Automated Cleaning of ZWave "Tortured Routes"

I wanted to write a rule or build an app that would look at the ZWave details table and if the route for a specific node was more than a direct hop to the hub that I would initiate a rebuild route command for that node. I was planning to run this routine in the wee hours.

I have tried a rebuild network command using the endpoint ( Full Z-Wave Repair: http://<your-hub-ip>/hub/zwaveRepair) but the system only logs the start of the rebuild but doesn't log the completion so it is a vague result.

Apparently the number of hops detail isn't exposed in any API so I would have to do it for all nodes or look at the table and setup up a list of nodes manually. Neither is too great an option.

Since the data exists in the table wondering if there is a workaround for me to parse this info or some API hook I could use to get at the number of hops for each node?

Any ideas?

Why do you want to do this? Z-Wave is designed to have hops if needed. Are you having issues?

1 Like

Yes "if needed". I am suspicious of the way hops are spawned and multi hop routes are generated. On one hub I have these 3-4 hop routes for what should be a direct hop to the hub. When I do a manual rebuild, they often revert to a direct hop. So it seems the route algorithms do not have a bias to migrate back to the fewest hops. They drift into chains of hops but don't seem to make an effort to retrace themselves.

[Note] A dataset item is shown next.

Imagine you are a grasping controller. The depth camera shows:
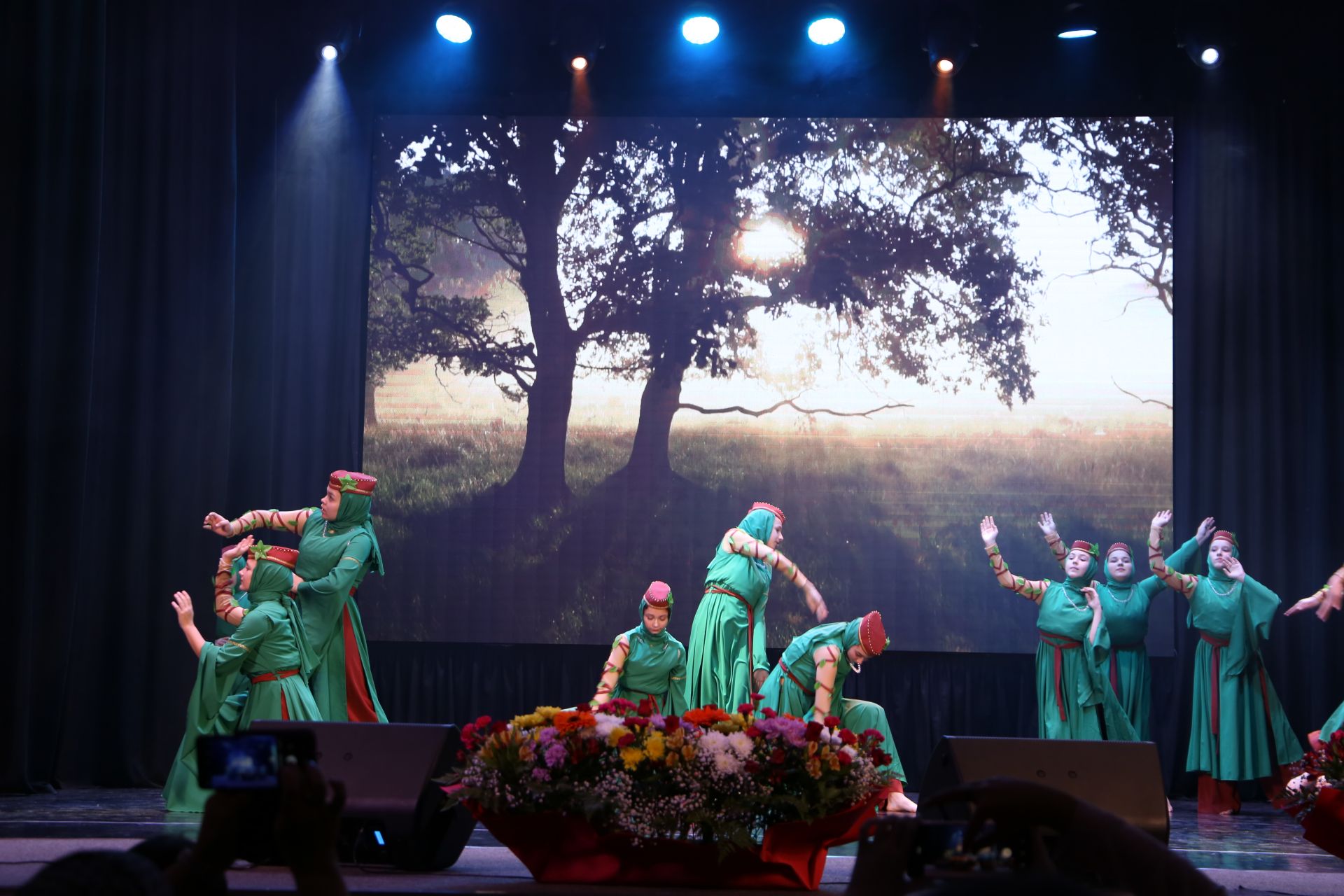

Excessive hops lead to excess traffic and ZWave radio jamming when large actions occur, like an "All On" or "All Off" rule. So having lots of hops puts more strain on the mesh. If the only way to a node is via hops then so be it. It just seems hops are prescribed when they needn't be.

So after your get them changed, do they stay that way?

Some do some don't. This isn't a static model, its dynamic. Ever changing. The mesh is fluid and in constant change. It just shouldn't change to unnecessary hops, or if it does, it should have a bias to retrace itself if the path metrics permit.

Not sure, but I think you proved my point. It is what it is, and will be (unless you use LR.)

4 Likes

Just confirming, you've compared performance with direct routes and with routes with hops, and there is a consistent, significant difference?

2 Likes

This 'Tortured Routes' thread reminded me of one of my newbie posts from more than 5 years ago. I think the conclusion to it was that the Z wave routes don't necessarily make sense....

3 Likes

I have some theories about the routing with heaps of hops.

Namely, I suspect that those crop up with there are unrelated delays in sending "ACKs" back to the sender of a ZWave packet.

If, say, the hub radio is bound up and doesn't reply with an ACK to a packet in a timely manner, the device times out and thinks it needs to find another way back, thus trying routes with various hops. It may even try several if they keep failing. Finally, the hub gets unbusy and replies with an ACK--and it just so happened that was on a circuitous route that went back and forth all over the building. (or, perhaps, the device was the side that was locked up).

Something like that is about the only reason I could imagine creating some of the insane routes I've seen crop up from time to time.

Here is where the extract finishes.